A fresh approach for thought leadership video content
SITA were looking to create a series of videos that would be flexible and engaging enough to position them as thought leaders and innovators in the air transport sector.
Back in 1996, Microsoft founder, Bill Gates, declared “content is king”. History certainly proved him right. What he didn’t predict was how undifferentiated and similar sounding it was to become in many sectors.
SITA were looking to create a series of videos that would be flexible and engaging enough to position them as thought leaders and innovators in the air transport sector. With a list of topics that included the role of AI in the sector, platforms that aid collaboration and efficiency, and SITA’s vision of the passenger journey of the future, there was certainly plenty of good content to go at.
Escape the corporate video straitjacket
However, we quickly realised that simply sticking to the tried and tested talking heads interview approach to video simply wouldn’t deliver the stand-out they were looking for.
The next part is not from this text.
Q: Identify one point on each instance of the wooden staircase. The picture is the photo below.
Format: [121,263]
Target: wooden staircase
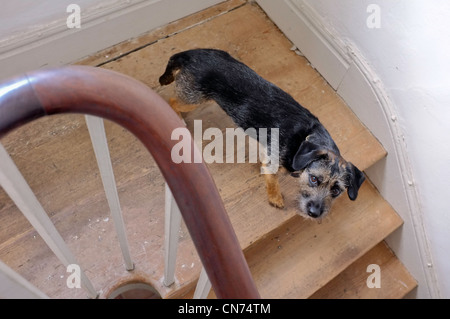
[289,257]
Instead, we decided to break the mould. In contrast to the big corporate videos of competitors, we rethought the format and opted to create video content with a much more conversational, informal style. Not only did this show SITA’s less corporate, more relaxed ethos but it also ensured that participants felt more comfortable and relaxed in front of camera. We also chose a deliberate mix of seniority levels within the company so that in some cases a graduate or intern was questioning a senior Vice President or a Director. In keeping with this approach, locations were carefully selected to enhance the relaxed, informal feel and included a coffee shop, outdoor seating area and recreational spaces.
Engaging, chilled out content
The result was a series of engaging informal conversations, which clearly showcased the quality of SITA’s people and their firm grasp of the topics. The format allowed them to share their thoughts and views in an interesting and conversational way and avoided sounding like a series of pre-approved official soundbites.